We should probably not use split polytomies to create the random tree though, the nodes should be allocated in postorder fashion like the other tree generators. If we don't, the we won't be able to say that the tree we generate is identical to Tree.unrank(n, rank), which is a nice property.

hyanwong commented 3 years ago

It seems most logical to assign siblings equal times, since there's no particular reason for them to be in one order or another. Then all of the short branches are of the same time.

Yep, fair enough I guess. It's a trade-off against various properties.

We should probably not use split polytomies to create the random tree though, the nodes should be allocated in postorder fashion like the other tree generators. If we don't, the we won't be able to say that the tree we generate is identical to Tree.unrank(n, rank), which is a nice property.

Ah, well that makes it more difficult to do, I suppose. I have a PR using the polytomy split method - should I just stick this in as a draft for the time being, and leave this open?

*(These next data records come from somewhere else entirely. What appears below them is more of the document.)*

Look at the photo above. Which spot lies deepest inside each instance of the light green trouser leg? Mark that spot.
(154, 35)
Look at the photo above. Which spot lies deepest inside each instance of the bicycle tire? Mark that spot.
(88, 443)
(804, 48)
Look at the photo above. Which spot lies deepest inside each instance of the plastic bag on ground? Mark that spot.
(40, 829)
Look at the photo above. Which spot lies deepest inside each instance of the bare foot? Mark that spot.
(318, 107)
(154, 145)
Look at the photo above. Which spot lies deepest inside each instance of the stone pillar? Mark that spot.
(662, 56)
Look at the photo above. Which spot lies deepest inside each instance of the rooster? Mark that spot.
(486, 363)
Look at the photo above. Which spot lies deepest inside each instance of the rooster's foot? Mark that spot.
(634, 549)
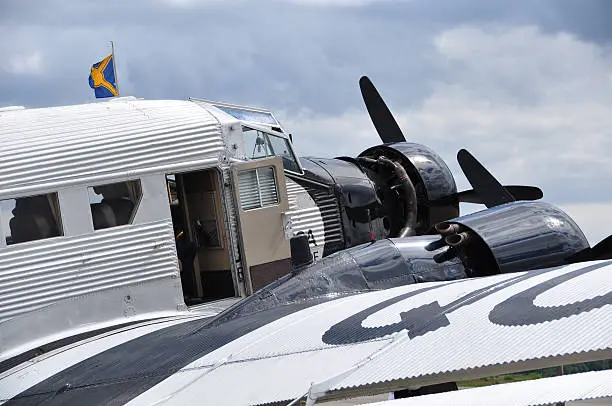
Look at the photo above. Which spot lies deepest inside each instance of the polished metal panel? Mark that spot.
(314, 212)
(526, 235)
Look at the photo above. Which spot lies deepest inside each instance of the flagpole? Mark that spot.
(115, 67)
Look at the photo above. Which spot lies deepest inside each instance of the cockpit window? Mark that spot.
(259, 144)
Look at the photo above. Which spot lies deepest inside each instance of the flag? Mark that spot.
(102, 78)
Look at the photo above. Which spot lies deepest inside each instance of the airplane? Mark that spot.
(98, 199)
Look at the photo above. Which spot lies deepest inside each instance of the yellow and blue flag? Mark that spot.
(102, 78)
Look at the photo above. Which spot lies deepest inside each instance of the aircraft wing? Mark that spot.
(586, 386)
(407, 336)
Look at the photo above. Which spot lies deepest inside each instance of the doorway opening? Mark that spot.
(200, 235)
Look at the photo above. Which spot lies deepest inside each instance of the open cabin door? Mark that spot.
(261, 194)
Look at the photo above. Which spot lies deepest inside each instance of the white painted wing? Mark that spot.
(547, 391)
(408, 336)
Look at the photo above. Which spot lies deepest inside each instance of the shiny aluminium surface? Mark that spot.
(565, 389)
(526, 235)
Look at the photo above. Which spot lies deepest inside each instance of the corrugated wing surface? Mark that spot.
(548, 391)
(39, 273)
(418, 334)
(55, 146)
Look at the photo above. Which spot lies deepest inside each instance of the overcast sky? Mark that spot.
(525, 85)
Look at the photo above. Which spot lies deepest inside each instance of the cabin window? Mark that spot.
(259, 144)
(257, 188)
(31, 218)
(114, 204)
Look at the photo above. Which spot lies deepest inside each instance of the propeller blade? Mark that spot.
(517, 191)
(490, 191)
(381, 116)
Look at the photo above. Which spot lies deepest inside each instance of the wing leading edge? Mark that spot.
(408, 336)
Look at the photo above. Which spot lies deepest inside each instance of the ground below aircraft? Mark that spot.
(414, 295)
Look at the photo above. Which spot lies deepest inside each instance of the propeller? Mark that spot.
(486, 189)
(381, 116)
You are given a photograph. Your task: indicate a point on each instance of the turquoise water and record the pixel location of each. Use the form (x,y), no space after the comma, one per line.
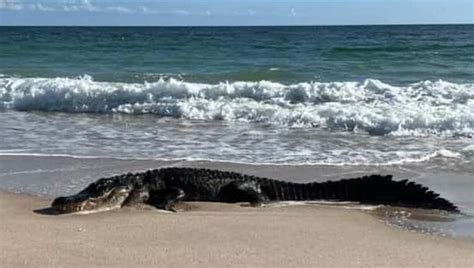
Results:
(396,55)
(358,95)
(361,99)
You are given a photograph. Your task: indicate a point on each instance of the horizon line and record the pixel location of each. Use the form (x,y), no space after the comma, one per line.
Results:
(262,25)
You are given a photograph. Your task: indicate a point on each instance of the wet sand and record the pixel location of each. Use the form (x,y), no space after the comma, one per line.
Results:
(215,235)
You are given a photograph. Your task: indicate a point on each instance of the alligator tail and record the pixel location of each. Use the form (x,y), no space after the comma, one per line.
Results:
(374,189)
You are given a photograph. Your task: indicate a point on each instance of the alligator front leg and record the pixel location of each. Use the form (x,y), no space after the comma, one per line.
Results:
(242,191)
(165,199)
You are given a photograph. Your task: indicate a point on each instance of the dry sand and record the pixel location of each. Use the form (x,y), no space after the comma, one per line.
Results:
(215,235)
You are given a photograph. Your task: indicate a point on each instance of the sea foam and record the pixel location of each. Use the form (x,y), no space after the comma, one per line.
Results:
(423,108)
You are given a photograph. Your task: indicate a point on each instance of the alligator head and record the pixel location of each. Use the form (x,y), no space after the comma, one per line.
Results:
(101,195)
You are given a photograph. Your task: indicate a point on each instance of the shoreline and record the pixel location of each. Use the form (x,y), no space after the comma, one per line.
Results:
(213,234)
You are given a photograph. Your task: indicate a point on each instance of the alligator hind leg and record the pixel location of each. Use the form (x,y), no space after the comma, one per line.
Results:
(242,191)
(165,199)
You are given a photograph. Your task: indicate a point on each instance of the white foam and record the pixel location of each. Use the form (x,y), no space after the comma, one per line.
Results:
(420,109)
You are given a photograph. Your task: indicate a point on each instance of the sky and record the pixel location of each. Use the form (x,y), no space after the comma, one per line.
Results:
(234,12)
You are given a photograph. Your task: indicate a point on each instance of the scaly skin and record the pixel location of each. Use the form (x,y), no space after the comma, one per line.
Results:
(164,187)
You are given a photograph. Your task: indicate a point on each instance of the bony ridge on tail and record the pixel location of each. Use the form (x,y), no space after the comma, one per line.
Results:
(164,187)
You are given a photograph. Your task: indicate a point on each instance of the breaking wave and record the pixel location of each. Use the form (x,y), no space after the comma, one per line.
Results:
(423,108)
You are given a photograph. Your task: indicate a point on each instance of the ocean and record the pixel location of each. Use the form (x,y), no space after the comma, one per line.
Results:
(353,97)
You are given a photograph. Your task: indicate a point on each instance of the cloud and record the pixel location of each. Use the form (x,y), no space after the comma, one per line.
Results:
(11,5)
(120,9)
(84,6)
(293,12)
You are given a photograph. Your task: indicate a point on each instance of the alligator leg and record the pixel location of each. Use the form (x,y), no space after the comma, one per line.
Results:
(242,191)
(139,196)
(165,199)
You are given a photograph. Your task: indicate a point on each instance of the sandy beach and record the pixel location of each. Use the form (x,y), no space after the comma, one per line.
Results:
(215,235)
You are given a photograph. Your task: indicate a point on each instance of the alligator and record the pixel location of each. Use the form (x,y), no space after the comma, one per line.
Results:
(163,188)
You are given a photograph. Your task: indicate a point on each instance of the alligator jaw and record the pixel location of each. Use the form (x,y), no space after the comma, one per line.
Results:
(83,202)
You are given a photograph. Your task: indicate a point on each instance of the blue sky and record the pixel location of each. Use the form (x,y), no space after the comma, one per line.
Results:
(234,12)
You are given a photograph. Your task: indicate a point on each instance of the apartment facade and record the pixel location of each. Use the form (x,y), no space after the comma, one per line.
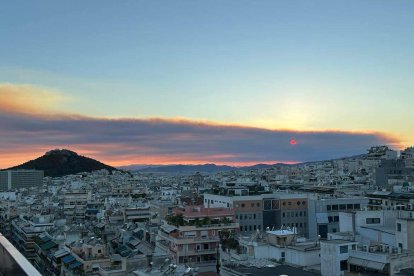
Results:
(17,179)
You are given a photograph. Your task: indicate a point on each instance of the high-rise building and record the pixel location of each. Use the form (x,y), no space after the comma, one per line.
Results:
(16,179)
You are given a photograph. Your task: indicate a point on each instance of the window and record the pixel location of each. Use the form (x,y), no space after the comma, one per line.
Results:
(373,220)
(344,265)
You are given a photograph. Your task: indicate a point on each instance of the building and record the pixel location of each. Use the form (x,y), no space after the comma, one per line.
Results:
(192,235)
(13,262)
(75,204)
(259,212)
(327,212)
(17,179)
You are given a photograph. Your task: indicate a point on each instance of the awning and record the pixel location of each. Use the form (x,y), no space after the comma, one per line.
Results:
(68,259)
(61,253)
(321,217)
(168,228)
(75,264)
(366,263)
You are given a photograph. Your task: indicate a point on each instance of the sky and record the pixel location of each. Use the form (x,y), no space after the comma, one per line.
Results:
(226,82)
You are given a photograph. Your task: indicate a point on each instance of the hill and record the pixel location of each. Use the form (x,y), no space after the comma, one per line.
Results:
(58,162)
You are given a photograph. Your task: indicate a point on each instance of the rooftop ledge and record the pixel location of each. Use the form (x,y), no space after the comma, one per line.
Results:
(13,262)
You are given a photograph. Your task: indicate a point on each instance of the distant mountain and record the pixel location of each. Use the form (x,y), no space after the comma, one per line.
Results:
(205,168)
(63,162)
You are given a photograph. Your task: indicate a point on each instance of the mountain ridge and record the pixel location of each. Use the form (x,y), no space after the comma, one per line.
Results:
(61,162)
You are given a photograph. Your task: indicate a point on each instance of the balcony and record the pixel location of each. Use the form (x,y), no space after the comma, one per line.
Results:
(13,262)
(181,240)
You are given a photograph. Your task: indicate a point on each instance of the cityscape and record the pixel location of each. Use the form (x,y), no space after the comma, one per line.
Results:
(206,138)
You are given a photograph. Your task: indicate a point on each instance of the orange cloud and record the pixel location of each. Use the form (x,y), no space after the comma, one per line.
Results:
(28,99)
(31,124)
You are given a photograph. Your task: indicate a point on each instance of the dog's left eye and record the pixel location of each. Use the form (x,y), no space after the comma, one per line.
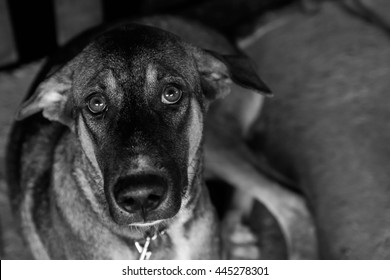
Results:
(171,95)
(97,104)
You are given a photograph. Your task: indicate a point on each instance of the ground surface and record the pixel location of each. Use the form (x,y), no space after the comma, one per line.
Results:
(13,86)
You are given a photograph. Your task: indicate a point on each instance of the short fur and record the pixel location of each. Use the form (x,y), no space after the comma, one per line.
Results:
(65,163)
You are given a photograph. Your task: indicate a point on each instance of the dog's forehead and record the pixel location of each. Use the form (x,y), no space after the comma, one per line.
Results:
(129,52)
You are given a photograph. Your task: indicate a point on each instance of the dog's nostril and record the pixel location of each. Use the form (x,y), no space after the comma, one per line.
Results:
(134,195)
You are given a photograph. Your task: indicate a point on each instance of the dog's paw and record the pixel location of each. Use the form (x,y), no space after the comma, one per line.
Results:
(239,241)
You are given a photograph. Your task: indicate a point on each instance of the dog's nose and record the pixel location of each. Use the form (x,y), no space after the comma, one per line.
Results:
(140,193)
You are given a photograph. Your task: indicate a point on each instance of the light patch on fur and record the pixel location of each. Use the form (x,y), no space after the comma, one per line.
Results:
(176,231)
(194,137)
(87,145)
(30,232)
(150,78)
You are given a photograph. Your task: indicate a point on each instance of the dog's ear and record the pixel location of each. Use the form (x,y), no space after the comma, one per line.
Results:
(50,97)
(218,71)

jeromekelleher commented 3 years ago

It's very simple, just putting together bits that are already lying around. The majority of the work is the tests and the docs.

If you have them done I can finish off your PR?

hyanwong commented 3 years ago

Yep perfect. I'll PR it. Most of the docs are done - there's only a single extra test, but your nice test_generate_XXX framework sees to most of the rest.

hyanwong commented 3 years ago

At #1037 . Note that I moved the split_polytomy:test_all_topologies test out of that class, into the new class, but if you aren't using split_polytomies any more, you might want to move it back.